Sven: A poignant portrait of a life well lived
Review Overview
Access
8Insight
8Editing
8Ivan Radford | On 28, Aug 2024
Director: Claudia Corbisiero
Cast: Sven-Göran Eriksson, David Beckham, Wayne Rooney
Certificate: 15
“I had a good life. Maybe too good. You have to pay the price.” Those are the words of the late Sven-Göran Eriksson, whose life is poignantly captured by an Amazon Prime Video documentary that arrived on our screens just 3 days before he passed away. It’s a thoughtful, warm portrait of one of the highest-profile figures in modern football.
Eriksson famously became the England manager in 2001, but the film starts away from these shores and in his home of Värmland, Sweden. It’s a tranquil place against a backdrop of stunning nature, and we find him in a reflective mood several months before he receives a terminal cancer diagnosis – but after he had five consecutive strokes that left the doctors talking to him in tears. The result is a meditative look back at a life and career that often seemed absurdly unlikely. We hear of how he unexpectedly ended up managing Gothenburg, before he ended up heading up multiple teams in Italy. His success there is what led him to become the first foreign man hired as the England boss.
His arrival at the start of the new millennium was met with all the tabloid scrutiny of the era, and we witness just how intense and unfair the media’s focus on him was in his first press conference alone. That focus intensified further when they found out about his behaviour off the pitch – first, his relationship with Italian-American lawyer Nancy Dell’Olio, then his affair with presenter Ulrika Jonsson and with FA worker Faria Alam.
In hindsight, of course, it’s clearer than ever that the personal life of the then unmarried man had little to do with his job – but a faux-moral outrage was whipped up by the tabloids regardless. It’s when we hear from the players under his watch – including a candid Wayne Rooney and an affectionate David Beckham, both of them highly complimentary – that we gather the impact of that media storm upon the team as well as the man himself.
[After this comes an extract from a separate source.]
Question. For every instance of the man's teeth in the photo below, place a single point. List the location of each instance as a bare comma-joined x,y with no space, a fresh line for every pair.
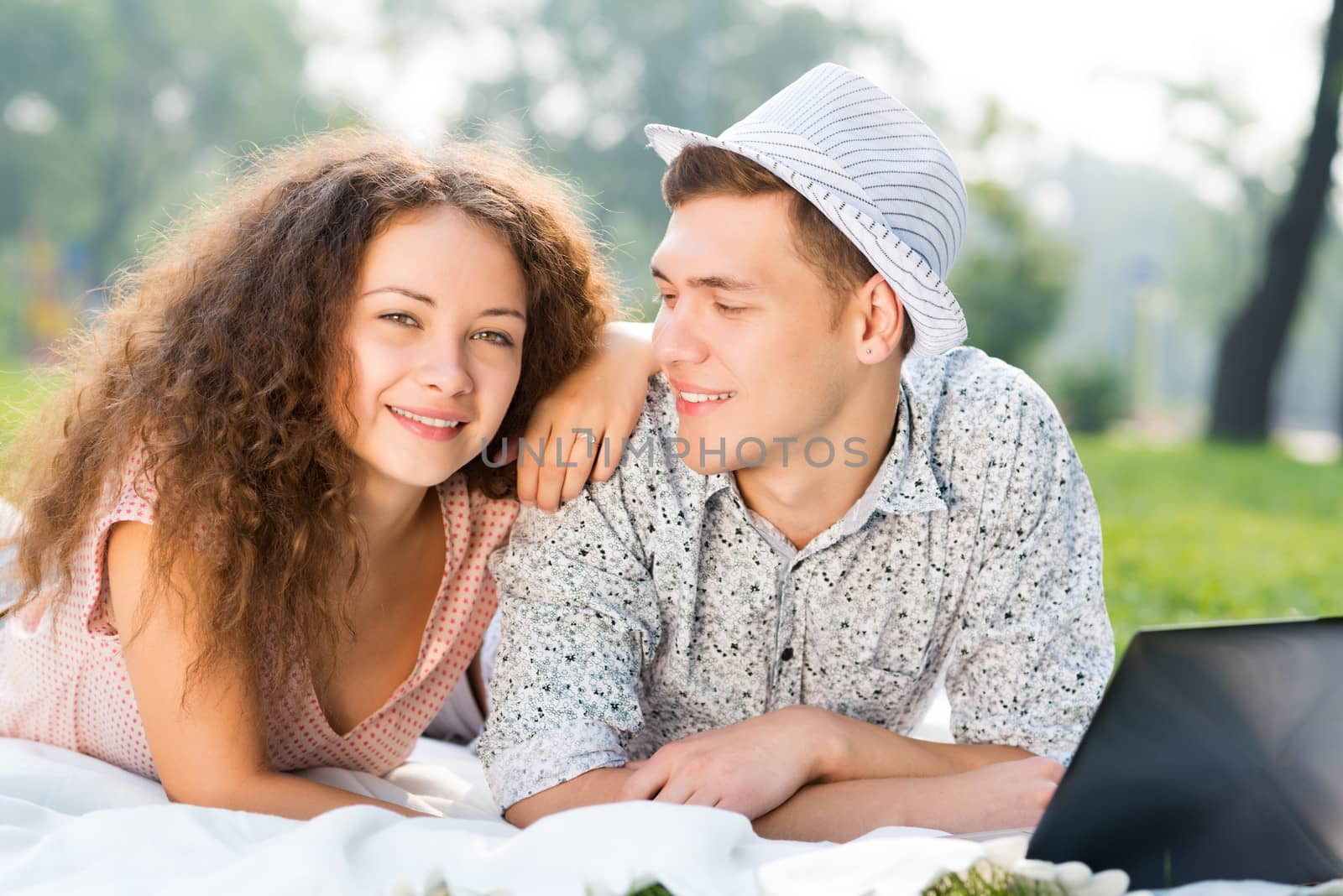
695,398
427,421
Sven, for his part, brushes off that scandal even years later, confidently asserting that sex is a good thing in life and that it’s not anybody’s business what he did with whom. Eriksson is charmingly self-aware of his stubborn streak, but he also carries an integrity that feels rare in today’s world. He admits that his obsession with football led to him not spending enough time with his kids when they were younger, while still acknowledging he knows no other way to prioritise his life – and it’s telling that he and his children have reconnected properly as adults. That sets the tone for a documentary that celebrates the sporting achievements of Eriksson’s work and recalls the “Fake Sheikh” scandal and a terrible financial misjudgement at Notts County – it’s a frank and open account of a life with lots of ups and downs. That range of experiences and emotions, assembled using archive footage with understated slickness, makes for a fascinating watch, and adds up to a world view that Sven quietly shares with the camera. Don’t be sorry, he tells us, but smile and live your life. There’s little doubt that he did just that.